Die Staatsanwältin betonte in ihrem Eröffnungsvortrag, dass laut Verfassungsschutz von 2012 bis 2020 334 Menschen aus Österreich ausgereist seien bzw. ausreisen wollten, um in den Jihad zu ziehen. 104 befinden sich immer noch in den Kampfgebieten, 72 waren gefallen, 95 kamen wieder zurück und wurden zum Teil schon wegen Terrordelikten verurteilt und 63 konnten an der Ausreise gehindert werden. 65 Prozent der Jihadisten sind 18 bis 25 Jahre alt, auch in der Furkan-Moschee sollen zumeist junge Musliminnen und Muslime angesprochen worden sein. 17 von ihnen haben die Ausreise geschafft, neun weitere konnten daran gehindert werden.
Angeklagt ist auch ein Geschwisterpaar, dessen Bruder in Syrien als "Sharia-Polizist" tätig und bei Kampfhandlungen gefallen war. Die mittlerweile 23-jährige Frau kam bereits als 14-Jährige in Berührung mit der Moschee. Sie wollte nicht nur selbst einen IS-Kämpfer heiraten und nach Syrien gehen, sie soll auch im Verwandten- und Bekanntenkreis andere "IS-Bräute" angeworben haben. Eine Freundin von ihr konnte nur an der Abreise gehindert werden, weil die Eltern davon Wind bekamen und die Papiere der Tochter versteckten.
Beschuldigt wird auch eine 32-jährige Frau - die Tochter eines Gründungsmitglieds der Moschee -, die in den für Frauen vorbehaltenen Räumen des Vereins Mitglieder angeworben und aufgefordert haben soll, IS-Kämpfer zu heiraten bzw. mit den Ehemännern in den Krieg zu ziehen.
Bei den weiteren Angeklagten handelt es sich um IS-Kämpfer, die sich für den Jihad vorbereitet haben bzw. deren Familien, die die Terrororganisation moralisch und finanziell unterstützt haben sollen. Unter ihnen befindet sich auch ein Grazer Arzt, der noch während seines Medizinstudiums in den Krieg ziehen wollte. Sein Vater hielt ihn mit einem Trick davon ab: Er solle doch erst sein Studium beenden, denn in Syrien wäre er als ausgebildeter Arzt wichtiger. Daher blieb es bei dem Versuch.

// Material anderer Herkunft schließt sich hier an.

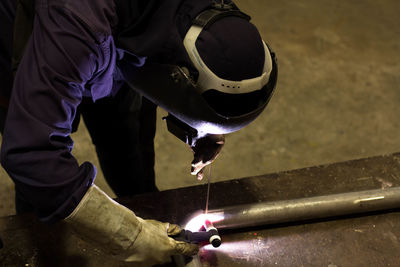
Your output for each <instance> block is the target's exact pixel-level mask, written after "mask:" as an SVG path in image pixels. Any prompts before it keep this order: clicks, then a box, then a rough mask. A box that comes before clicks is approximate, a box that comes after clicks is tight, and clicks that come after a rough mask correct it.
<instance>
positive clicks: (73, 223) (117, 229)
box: [64, 185, 198, 266]
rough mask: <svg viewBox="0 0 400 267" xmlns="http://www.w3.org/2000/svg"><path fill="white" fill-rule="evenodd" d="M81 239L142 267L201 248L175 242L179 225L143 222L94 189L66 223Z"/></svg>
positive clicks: (130, 211) (153, 264)
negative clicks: (180, 254) (169, 236)
mask: <svg viewBox="0 0 400 267" xmlns="http://www.w3.org/2000/svg"><path fill="white" fill-rule="evenodd" d="M64 221H65V222H66V223H67V225H69V226H71V227H72V229H73V230H74V232H75V233H76V234H77V235H78V236H79V237H81V238H82V239H84V240H86V241H88V242H90V243H92V244H94V245H95V246H97V247H99V248H101V249H102V250H103V251H104V252H106V253H108V254H111V255H112V256H114V257H116V258H118V259H121V260H124V261H129V262H136V263H138V264H142V265H143V266H152V265H154V264H160V263H165V262H168V261H170V259H171V256H172V255H179V254H182V255H186V256H193V255H195V254H197V252H198V246H197V245H195V244H189V243H186V242H183V241H176V240H174V239H172V238H170V237H169V235H171V236H172V235H176V234H178V233H179V232H180V231H181V229H180V228H179V226H178V225H174V224H169V223H162V222H159V221H154V220H143V219H142V218H140V217H137V216H136V215H135V214H134V213H133V212H132V211H131V210H129V209H128V208H126V207H124V206H122V205H120V204H118V203H117V202H115V201H114V200H112V199H111V198H110V197H108V196H107V195H106V194H105V193H104V192H103V191H101V190H100V189H99V188H98V187H97V186H96V185H92V186H91V187H90V188H89V190H88V192H87V193H86V194H85V196H84V197H83V198H82V200H81V202H80V203H79V205H78V206H77V207H76V208H75V210H74V211H73V212H72V214H71V215H70V216H68V217H67V218H66V219H65V220H64Z"/></svg>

Ein Urteil soll nach derzeitigem Plan am 14. Oktober gefällt werden.
Zusammenfassung
- Am Wiener Straflandesgericht hat am Freitag ein Prozess gegen eine Gruppierung begonnen, der vorgeworfen wird, in einer Grazer Moschee Jugendliche und junge Erwachsene radikalisiert zu haben, um sie als Kämpfer für Terrororganisationen zu rekrutieren.
- 14 Beschuldigte müssen sich an 19 Verhandlungstagen verantworten, ein Urteil wird erst im Oktober gefällt.
- Die mittlerweile 23-jährige Frau kam bereits als 14-Jährige in Berührung mit der Moschee.